|06-24-2015, 02:54 PM||#1|
Join Date: Apr 2010
Training Exp: 5
Training Type: Strongman
Fav Exercise: Cable flyes
Fav Supp: Celltech
The paused deadlift
Had a conversation with a experienced guy who have coached the clean and snatch for many years, and I thought I should share the good pointers he gave me on how he uses this in his coaching.
For the olympians, he use 80/85% of daily max for 6-12 sets of 1 with a (minumum!) 6 second paus just below the knees. Once a week, not more. The olympic lifts differs quite alot from the deadlift. You have another posture, shoulders over bar and weight on your toes instead of your heals or mid foot. If you loose your upperback pulling the bar from the floor you have allready failed the lift. In the deadlift you can afford to have a looser form or even round your upper back aslong as your lower back stays tight.
To get to my point, 80-85% is not realistic to use weekly for a powerlifter.
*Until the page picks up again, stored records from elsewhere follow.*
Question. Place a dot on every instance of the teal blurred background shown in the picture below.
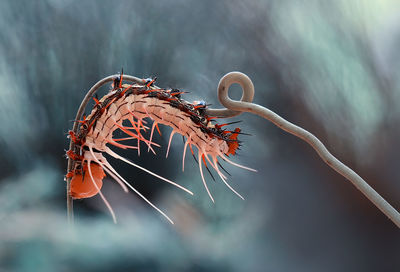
(332, 67)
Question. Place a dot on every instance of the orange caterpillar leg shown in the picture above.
(86, 188)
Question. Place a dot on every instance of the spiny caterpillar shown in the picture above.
(135, 103)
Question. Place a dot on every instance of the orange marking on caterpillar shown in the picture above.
(163, 107)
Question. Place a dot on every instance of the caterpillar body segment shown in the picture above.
(138, 103)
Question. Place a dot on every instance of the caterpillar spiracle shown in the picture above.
(140, 103)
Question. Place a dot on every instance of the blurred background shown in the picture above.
(332, 67)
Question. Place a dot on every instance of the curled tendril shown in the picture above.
(234, 108)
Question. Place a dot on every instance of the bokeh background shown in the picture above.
(332, 67)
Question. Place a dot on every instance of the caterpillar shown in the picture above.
(140, 103)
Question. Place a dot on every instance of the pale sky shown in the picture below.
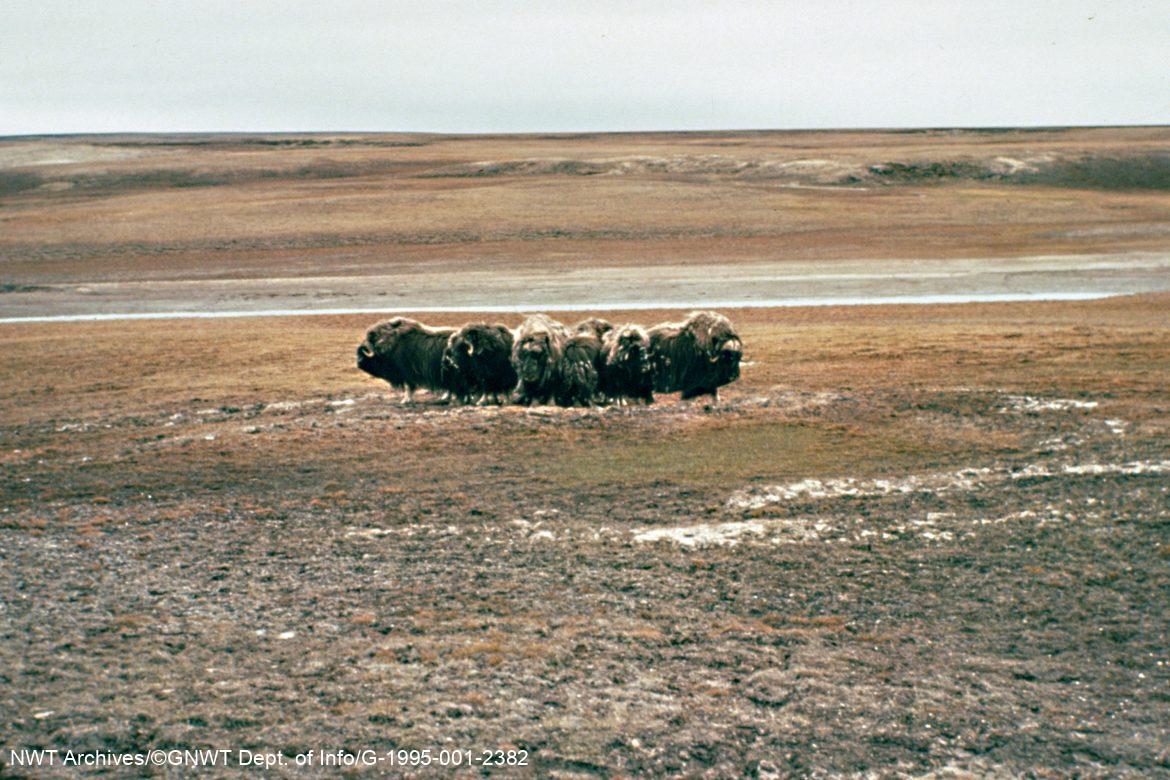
(77, 66)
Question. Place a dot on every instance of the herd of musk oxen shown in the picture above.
(545, 361)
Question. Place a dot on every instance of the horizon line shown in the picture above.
(989, 128)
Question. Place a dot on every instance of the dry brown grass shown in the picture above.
(349, 206)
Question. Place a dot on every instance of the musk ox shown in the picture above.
(536, 356)
(626, 371)
(695, 357)
(407, 354)
(594, 326)
(577, 380)
(477, 363)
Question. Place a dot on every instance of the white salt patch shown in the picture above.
(1116, 427)
(965, 481)
(690, 536)
(839, 487)
(1031, 404)
(1135, 468)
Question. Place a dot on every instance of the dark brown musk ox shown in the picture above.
(626, 371)
(695, 357)
(536, 357)
(477, 363)
(407, 354)
(578, 371)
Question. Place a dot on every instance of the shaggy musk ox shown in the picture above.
(477, 363)
(577, 372)
(626, 371)
(407, 354)
(536, 356)
(695, 357)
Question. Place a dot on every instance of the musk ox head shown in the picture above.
(627, 346)
(536, 356)
(373, 356)
(718, 343)
(695, 357)
(480, 354)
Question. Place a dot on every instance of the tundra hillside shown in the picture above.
(908, 539)
(324, 208)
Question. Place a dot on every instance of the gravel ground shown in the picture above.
(1000, 615)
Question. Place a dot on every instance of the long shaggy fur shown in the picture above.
(695, 357)
(626, 371)
(578, 377)
(407, 354)
(479, 361)
(536, 356)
Your deadlift D1RM will be significally higher than your clean pull D1RM and take longer to recover from. I would suggest 65-75% for the deadlift. For the same amount of sets and reps.
Linear progression gets interesting when you throw in a 3rd variable into the mix - time.
Here is an example on how to program this
Week 1 - 8x1 6s paus
Week 2 - 8x1 8s paus
Week 3 - 8x1 10s paus
Week 4 - 9x1 10s paus and so on.
Work up to 12x1 with 10s paus at around the 6 or 8th week.
Then back down to 6s pauses and add weight to the bar. Use this as an assistance exercise, experiment and se how you react to it. Some people respond very well and some burn out quite fast. Do not let form break down to add seconds or weight!
Last edited by big_swede; 06-24-2015 at 02:56 PM.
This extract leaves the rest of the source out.